そして私が選んだ一枚の絵は「Home comming」という作品である。失踪していたか、あるいは見捨てられたかとも思っていた夫が突然帰ってきた。女の表情は、喜びでは溢れてはいない。なんとも複雑な面持ちだ。ひとりきりになり、農家を支え赤ん坊を育て、苦労して生計を維持してきた女性に焦点が当たっている絵である。このあとどうなるか・・? 色んなドラマが読みとれる一枚である。絵画自体の巧拙もあるが、そこに込められたオーストラリア初期の入植者たちへの思いが伝わってきて好きな一枚となった。

          



 ところで高島野十郎という画家をご存知だろうか? この孤高の画家を知る人は多くはないかも知れない。私自身も一昨年の冬まで知らなかった。「月」や「蝋燭」の絵を描きつづけたことで知られている。そして彼の作品との出会いはまさに奇遇とも言うべきものであった。野十郎は明治23年生まれ。東京帝大農学部水産学科を首席で卒業しながら、画家への道を選んだ。そして”世の画壇と待ったく無縁になることが小生の研究と精進です”と本人が語るように美術の流行や画壇の趨勢(すうせい)に見向きせず、写実に徹した作画をおこなった。花や果実といった静物から信州などの風景画そして晩年は月だけが描かれている夜空を表現したり、また初めのころから一貫して火の灯された蝋燭の絵を描きつづけた。それゆえ「蝋燭の画家」ともいわれる。
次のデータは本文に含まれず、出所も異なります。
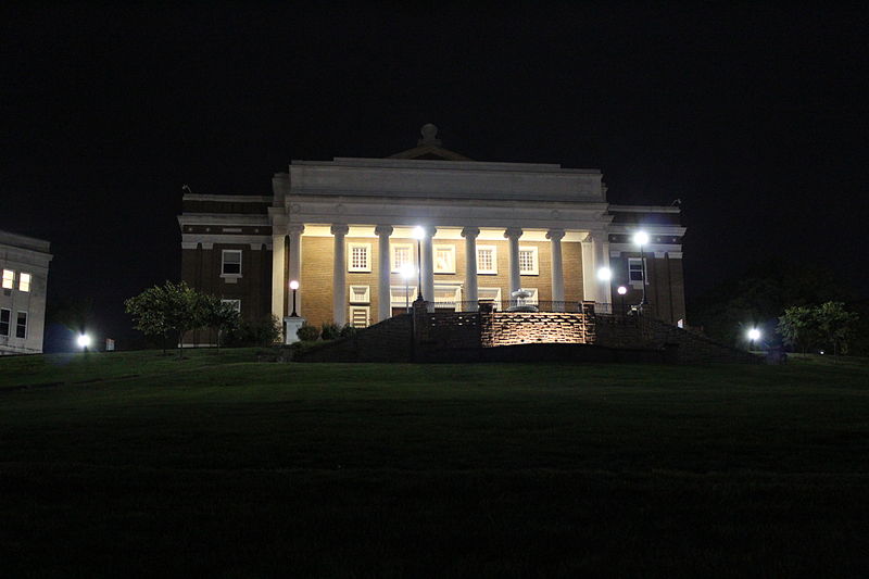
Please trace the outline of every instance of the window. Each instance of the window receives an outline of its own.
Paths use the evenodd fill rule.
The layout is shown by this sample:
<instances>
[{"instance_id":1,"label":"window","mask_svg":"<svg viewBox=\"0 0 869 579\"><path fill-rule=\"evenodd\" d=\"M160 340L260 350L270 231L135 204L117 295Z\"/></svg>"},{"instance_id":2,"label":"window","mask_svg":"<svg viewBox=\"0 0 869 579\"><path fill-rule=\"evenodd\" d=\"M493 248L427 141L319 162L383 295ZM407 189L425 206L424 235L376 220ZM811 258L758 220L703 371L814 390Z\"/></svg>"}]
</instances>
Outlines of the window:
<instances>
[{"instance_id":1,"label":"window","mask_svg":"<svg viewBox=\"0 0 869 579\"><path fill-rule=\"evenodd\" d=\"M15 338L27 337L27 312L18 312L18 322L15 325Z\"/></svg>"},{"instance_id":2,"label":"window","mask_svg":"<svg viewBox=\"0 0 869 579\"><path fill-rule=\"evenodd\" d=\"M239 314L241 313L241 300L221 300L221 303L228 303L232 306L232 310Z\"/></svg>"},{"instance_id":3,"label":"window","mask_svg":"<svg viewBox=\"0 0 869 579\"><path fill-rule=\"evenodd\" d=\"M519 275L539 275L537 248L519 248Z\"/></svg>"},{"instance_id":4,"label":"window","mask_svg":"<svg viewBox=\"0 0 869 579\"><path fill-rule=\"evenodd\" d=\"M241 277L241 250L225 249L222 255L221 275Z\"/></svg>"},{"instance_id":5,"label":"window","mask_svg":"<svg viewBox=\"0 0 869 579\"><path fill-rule=\"evenodd\" d=\"M354 328L367 328L370 323L371 309L367 305L350 306L350 325Z\"/></svg>"},{"instance_id":6,"label":"window","mask_svg":"<svg viewBox=\"0 0 869 579\"><path fill-rule=\"evenodd\" d=\"M350 254L348 255L348 269L350 272L370 272L371 270L371 244L370 243L348 243Z\"/></svg>"},{"instance_id":7,"label":"window","mask_svg":"<svg viewBox=\"0 0 869 579\"><path fill-rule=\"evenodd\" d=\"M9 336L10 319L12 319L12 311L0 310L0 336Z\"/></svg>"},{"instance_id":8,"label":"window","mask_svg":"<svg viewBox=\"0 0 869 579\"><path fill-rule=\"evenodd\" d=\"M455 246L434 246L434 273L455 274Z\"/></svg>"},{"instance_id":9,"label":"window","mask_svg":"<svg viewBox=\"0 0 869 579\"><path fill-rule=\"evenodd\" d=\"M350 303L370 303L370 286L350 286Z\"/></svg>"},{"instance_id":10,"label":"window","mask_svg":"<svg viewBox=\"0 0 869 579\"><path fill-rule=\"evenodd\" d=\"M498 255L494 246L477 246L477 273L498 273Z\"/></svg>"},{"instance_id":11,"label":"window","mask_svg":"<svg viewBox=\"0 0 869 579\"><path fill-rule=\"evenodd\" d=\"M414 265L414 246L412 243L392 244L392 273L401 274L405 265Z\"/></svg>"},{"instance_id":12,"label":"window","mask_svg":"<svg viewBox=\"0 0 869 579\"><path fill-rule=\"evenodd\" d=\"M416 286L392 286L389 288L389 304L392 307L408 307L416 300Z\"/></svg>"},{"instance_id":13,"label":"window","mask_svg":"<svg viewBox=\"0 0 869 579\"><path fill-rule=\"evenodd\" d=\"M494 302L495 310L501 310L501 288L478 288L477 298Z\"/></svg>"},{"instance_id":14,"label":"window","mask_svg":"<svg viewBox=\"0 0 869 579\"><path fill-rule=\"evenodd\" d=\"M643 287L643 260L640 257L628 259L628 279L631 286Z\"/></svg>"}]
</instances>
                          

 その絵をかなり多く収蔵していいる福岡県立美術館が中心となり、2005年の12月に没後30年を記念して高島野十郎作品点を開き、その名が次第に世に知られるようになった。近年になってNHKの美術番組でも放映したりした。それを見ていた美術に造詣のある親しい友人が、一度実物を見てみたいと、仕事で福岡へ出張した際に、この福岡県立美術館を訪れた。が、残念ながら、野十郎作品が巡回中であったため、見ることが叶わなかった。

 一昨年の年末の頃、この野十郎作品のことがその友人との間で話題に上った。”そう。一体どんな絵なのかなあ”と興味を示した私は好奇心ついでにすぐ野十郎のことを調べてみた。そうしたところ東京の足立区の綾瀬美術館のウエブサイトの中に、”野十郎の”月”と”蝋燭に関する味わいのあるエッセイのような作品紹介の一文を見つけた。その中に野十郎の辞世の歌が引かれてあった。
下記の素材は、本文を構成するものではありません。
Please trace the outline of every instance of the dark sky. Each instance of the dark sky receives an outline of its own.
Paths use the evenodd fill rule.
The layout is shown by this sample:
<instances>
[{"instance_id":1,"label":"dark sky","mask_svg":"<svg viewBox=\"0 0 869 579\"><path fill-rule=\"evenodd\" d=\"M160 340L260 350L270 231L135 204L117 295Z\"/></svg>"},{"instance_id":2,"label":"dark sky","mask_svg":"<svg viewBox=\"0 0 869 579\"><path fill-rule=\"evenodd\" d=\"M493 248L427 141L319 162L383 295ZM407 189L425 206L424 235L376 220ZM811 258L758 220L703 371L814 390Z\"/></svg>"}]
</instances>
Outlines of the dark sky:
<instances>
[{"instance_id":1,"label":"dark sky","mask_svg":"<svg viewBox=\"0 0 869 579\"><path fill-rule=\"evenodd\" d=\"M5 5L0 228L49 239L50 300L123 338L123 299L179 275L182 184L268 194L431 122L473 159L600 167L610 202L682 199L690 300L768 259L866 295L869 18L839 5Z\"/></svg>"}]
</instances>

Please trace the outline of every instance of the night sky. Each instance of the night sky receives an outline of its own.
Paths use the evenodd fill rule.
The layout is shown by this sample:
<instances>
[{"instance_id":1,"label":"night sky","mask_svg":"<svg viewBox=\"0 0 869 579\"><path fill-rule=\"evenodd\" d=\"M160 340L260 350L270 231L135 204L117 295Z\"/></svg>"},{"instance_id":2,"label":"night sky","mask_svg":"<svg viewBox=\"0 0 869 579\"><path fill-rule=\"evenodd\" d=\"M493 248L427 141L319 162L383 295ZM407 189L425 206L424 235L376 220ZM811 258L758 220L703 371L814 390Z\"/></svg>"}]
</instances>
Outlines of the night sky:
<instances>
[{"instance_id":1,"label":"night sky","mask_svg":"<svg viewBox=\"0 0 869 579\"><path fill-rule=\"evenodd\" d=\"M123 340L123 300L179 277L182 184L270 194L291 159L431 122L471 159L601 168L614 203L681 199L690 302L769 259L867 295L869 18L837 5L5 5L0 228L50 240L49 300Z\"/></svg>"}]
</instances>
  ”花も散り世はこともなくひたすらにただあかあかと陽は照りてあり”

 己の来し方を振り返った時、世の人と交わることもあまりなく、絵を描きつづけてきたそれでもその歩んだ道の上には太陽が照っていたのだ、といささかの自負も持っていたのではないか。 そうなのか、それならこの男の絵を実際に見てみようとの好奇心がうつぼつと湧いてきた。調べてみると、”今”、福岡県立美術館で野十郎作品展が開かれているではないか。ただし、あと三日を残すのみ。遠隔の地にいる友人と連絡をとりあい、すぐ福岡へ飛んだのである。ただ、野十郎の絵を見るだけのために。
 
  
 まずいくつかの野十郎作品をご紹介する。「月」の絵のことについては没後30年記念展の画集のなかに川崎とおる(早大名誉教授、ロシア文学)という人が次のような文章を描いている。
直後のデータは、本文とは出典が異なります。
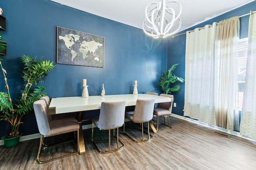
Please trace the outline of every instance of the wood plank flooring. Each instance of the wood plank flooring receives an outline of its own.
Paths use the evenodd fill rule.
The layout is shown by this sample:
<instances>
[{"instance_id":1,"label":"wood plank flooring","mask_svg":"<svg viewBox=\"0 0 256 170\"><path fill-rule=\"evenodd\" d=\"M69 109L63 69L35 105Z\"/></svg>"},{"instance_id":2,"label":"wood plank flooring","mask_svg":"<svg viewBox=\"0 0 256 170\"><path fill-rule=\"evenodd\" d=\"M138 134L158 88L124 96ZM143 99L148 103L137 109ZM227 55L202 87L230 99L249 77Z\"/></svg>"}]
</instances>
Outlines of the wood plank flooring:
<instances>
[{"instance_id":1,"label":"wood plank flooring","mask_svg":"<svg viewBox=\"0 0 256 170\"><path fill-rule=\"evenodd\" d=\"M84 130L85 154L42 164L36 160L39 139L20 142L11 148L1 146L0 170L256 169L256 142L232 135L226 137L214 133L215 130L175 117L170 117L170 121L172 130L152 133L153 139L144 143L134 143L120 128L124 148L104 154L92 143L91 129ZM126 129L129 123L132 125L126 124ZM50 156L56 152L62 154L66 148L53 149Z\"/></svg>"}]
</instances>

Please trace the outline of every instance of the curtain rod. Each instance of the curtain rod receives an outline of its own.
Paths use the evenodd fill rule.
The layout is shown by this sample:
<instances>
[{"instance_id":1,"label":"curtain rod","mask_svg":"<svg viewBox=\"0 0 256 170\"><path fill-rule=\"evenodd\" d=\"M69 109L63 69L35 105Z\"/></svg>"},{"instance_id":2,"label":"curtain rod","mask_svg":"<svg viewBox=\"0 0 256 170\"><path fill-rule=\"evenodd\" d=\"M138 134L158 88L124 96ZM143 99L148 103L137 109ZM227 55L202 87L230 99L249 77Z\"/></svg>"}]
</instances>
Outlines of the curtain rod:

 "高島さんが月の絵を私のところに持参したのは、昭和38年。さらに私が月の絵を持って詩人の宇佐美英治氏を訪れると、「これは凄い」といって氏が中原佑介氏に連絡を してくださり、その年の「芸術新潮」8月号に、高島さんを他の数人の画家とともに紹介した。・・・高島さんが私の書斎でふろしきを解いて新しい月の絵を差し出したときには、出来たて の黄金のパンをもらったような香りがした。画家は「ぼくは月ではなく闇を描きたかっ た。闇を描くために月を描いたのです」と言った。野十郎の闇は青い緑をたたえた生命の海である・・・。

  ひところ私は、書斎の窓に満月が昇りはじめると、野十郎の眼になりきって、中天に 吊るされた巨大な球体をじっと凝視しつづけた・・・皓々と輝く球体の光に染まったあ とで、野十郎の月を見直す・・・画家の眼で捉えられ、描かれたイミテーションのはず の『月』がそれ自身の光輝を放ち、見る者を捉えて放さない…”

     


少し調べてみると、高島野十郎は仏教のこともよく学んでいたようで、いわゆる”日想観”に似た”月想観”とでもいうような心境があったのかも知れない。ところで俳句や和歌の世界では、月は秋を象徴するものとして捉えられており、古来数多くの秀句が詠まれてきた。それは月に関する季語を拾えば分かることである。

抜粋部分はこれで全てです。